Blazon is a library for assuring data structure and format.
It is useful for both processing runtime data like from a web request, and also for type-hinting. It defines a general schema system that can be translated into multiple other systems, notably JSON Schema. It also includes tools to transform data, and soon, translate schemas between systems.
Project Status: This project is currently in a review stage. All comments are welcome, please leave them as issues on the github project.
Unlike most schema tools, Blazon's primary goal is to convert the data instead of merely validating it-- though it can do both. The idea is that usually we don't care whether the data coming in is correct, we just want it to be correct by the time we use it.

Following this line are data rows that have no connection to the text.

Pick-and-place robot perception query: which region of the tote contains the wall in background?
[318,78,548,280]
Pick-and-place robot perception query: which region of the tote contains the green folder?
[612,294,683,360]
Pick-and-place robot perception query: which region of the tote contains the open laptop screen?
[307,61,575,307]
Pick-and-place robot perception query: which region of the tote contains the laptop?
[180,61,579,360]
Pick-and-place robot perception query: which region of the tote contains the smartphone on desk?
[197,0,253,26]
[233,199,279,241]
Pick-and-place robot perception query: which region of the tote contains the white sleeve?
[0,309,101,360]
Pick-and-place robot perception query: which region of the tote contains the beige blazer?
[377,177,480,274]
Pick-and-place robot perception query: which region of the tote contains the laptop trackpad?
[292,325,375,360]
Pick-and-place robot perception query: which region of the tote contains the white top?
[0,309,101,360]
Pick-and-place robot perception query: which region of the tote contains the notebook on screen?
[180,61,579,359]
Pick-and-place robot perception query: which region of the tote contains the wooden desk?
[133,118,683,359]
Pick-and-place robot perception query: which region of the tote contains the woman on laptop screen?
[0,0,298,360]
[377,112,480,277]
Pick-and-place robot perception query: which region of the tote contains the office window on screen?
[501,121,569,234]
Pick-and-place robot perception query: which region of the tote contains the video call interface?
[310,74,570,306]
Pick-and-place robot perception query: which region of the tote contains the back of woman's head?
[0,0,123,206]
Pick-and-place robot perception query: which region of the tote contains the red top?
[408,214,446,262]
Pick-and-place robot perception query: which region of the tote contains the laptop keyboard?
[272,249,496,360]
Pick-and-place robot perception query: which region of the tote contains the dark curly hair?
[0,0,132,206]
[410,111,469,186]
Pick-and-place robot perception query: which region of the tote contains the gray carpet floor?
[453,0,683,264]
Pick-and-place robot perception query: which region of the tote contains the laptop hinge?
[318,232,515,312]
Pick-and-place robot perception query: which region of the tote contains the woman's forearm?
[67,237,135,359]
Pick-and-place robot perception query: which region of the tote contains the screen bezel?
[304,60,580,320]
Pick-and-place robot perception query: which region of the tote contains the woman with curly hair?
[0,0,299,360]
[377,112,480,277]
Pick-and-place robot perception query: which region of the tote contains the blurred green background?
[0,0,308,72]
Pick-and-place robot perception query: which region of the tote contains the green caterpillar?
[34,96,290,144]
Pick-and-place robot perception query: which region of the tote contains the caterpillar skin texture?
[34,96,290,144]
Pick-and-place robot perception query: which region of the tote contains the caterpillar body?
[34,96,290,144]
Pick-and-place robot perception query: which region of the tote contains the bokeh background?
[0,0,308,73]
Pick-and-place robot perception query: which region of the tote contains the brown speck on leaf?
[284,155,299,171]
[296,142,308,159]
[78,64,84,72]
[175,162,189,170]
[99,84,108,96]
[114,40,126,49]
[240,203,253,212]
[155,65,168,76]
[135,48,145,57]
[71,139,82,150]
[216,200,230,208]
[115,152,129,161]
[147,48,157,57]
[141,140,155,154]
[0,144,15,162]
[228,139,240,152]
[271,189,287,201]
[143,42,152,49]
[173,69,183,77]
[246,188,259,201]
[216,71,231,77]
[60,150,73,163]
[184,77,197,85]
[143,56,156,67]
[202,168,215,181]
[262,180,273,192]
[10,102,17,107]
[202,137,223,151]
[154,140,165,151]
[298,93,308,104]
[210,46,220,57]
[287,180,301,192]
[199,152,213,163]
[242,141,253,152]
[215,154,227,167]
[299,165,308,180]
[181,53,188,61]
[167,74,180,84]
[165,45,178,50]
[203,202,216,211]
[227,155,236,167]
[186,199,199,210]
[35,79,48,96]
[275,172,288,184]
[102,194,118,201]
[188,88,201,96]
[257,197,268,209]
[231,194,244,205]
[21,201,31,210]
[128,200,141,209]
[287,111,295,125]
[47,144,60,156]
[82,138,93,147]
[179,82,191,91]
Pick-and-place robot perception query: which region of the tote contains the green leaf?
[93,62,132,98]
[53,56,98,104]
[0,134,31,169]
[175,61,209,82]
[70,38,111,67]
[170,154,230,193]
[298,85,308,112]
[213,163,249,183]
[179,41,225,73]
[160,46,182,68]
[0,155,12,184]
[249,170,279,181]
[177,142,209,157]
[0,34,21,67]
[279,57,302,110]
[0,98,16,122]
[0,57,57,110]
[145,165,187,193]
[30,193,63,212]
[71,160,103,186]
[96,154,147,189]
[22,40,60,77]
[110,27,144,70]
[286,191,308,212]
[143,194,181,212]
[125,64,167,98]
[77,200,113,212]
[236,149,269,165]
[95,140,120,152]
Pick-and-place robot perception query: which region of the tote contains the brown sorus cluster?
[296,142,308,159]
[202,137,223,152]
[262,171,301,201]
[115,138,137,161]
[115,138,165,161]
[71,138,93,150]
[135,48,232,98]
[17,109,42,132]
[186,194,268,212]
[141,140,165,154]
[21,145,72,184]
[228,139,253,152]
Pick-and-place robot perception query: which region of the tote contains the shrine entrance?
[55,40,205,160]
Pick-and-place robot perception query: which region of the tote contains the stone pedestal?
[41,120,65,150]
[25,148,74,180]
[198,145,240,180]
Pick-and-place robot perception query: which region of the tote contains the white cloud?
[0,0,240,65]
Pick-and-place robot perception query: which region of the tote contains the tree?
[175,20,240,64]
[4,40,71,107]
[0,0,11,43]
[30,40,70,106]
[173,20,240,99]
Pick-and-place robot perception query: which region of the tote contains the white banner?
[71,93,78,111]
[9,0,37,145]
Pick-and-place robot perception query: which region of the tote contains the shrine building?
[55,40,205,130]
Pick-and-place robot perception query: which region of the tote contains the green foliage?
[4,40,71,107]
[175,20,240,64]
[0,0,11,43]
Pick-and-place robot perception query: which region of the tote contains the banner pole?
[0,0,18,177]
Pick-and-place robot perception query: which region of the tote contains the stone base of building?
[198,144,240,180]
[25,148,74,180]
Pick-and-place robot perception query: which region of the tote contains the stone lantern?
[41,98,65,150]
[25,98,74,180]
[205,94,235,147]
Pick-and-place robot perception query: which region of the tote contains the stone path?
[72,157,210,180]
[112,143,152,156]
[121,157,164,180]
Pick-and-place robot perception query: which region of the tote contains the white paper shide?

An analogy: I don't care about the shape of the cookie dough as it enters the cutter, I only care that it comes out as the right shape.
A simple example:
import blazon, json
with open("users.json") as o:
user_data = json.load(o)
user_schema = blazon.json.schema({
'properties': {
'name': {'type': 'string'},
'email': {'type': 'string', 'format': 'email'},
'age': {'type': 'number', 'minValue': 0, 'default': 42},
},
'required': ['name', 'email']
})
users = [user_schema(item) for item in user_data]
assert all(x['name'] for x in users)
assert all('@' in x['email'] for x in users)
assert all(x['age'] >= 0 for x in users)
Now we can be sure that all users have 3 properties:
- name: a string value
- age: a number value that is 0 or higher
- email: a string that is formatted like an email
blazon.json.schema()
takes any JSON Schema as its argument, and returns a Schema
object, which
is a callable that converts the data.
If user_data
does not conform, it will raise a ConstraintFailure, which is a subclass of ValueError:
>>> user_schema({'name': 'Beatrice'})
Traceback (most recent call last):
...
blazon.helpers.ConstraintFailure: required - must have the required keys: ['name', 'email']
Blazon tries to convert user_data
, even if it doesn't actually match the schema. This is fits
most use-cases, but if you are trying to specifically validate rather than convert, you can use validate()
:
>>> print( user_schema.validate({'name': 'Beatrice'}) )
SchemaValidationResult:Could not validate the instance against the schema.
Instance:
{'name': 'Beatrice'}
Errors:
required - must have the required keys: ['name', 'email']
The Schema.validate()
method returns a SchemaValidationResult
object which will evaluate as
truthy if, and only if, validation was successful. It also has information about each field or
constraint that failed.
Also you can simply query to see if it validates:
>>> if user_schema.validate({'name': 'Beatrice', 'email': 'beatrice@example.com'}):
... print("Valid!")
Valid!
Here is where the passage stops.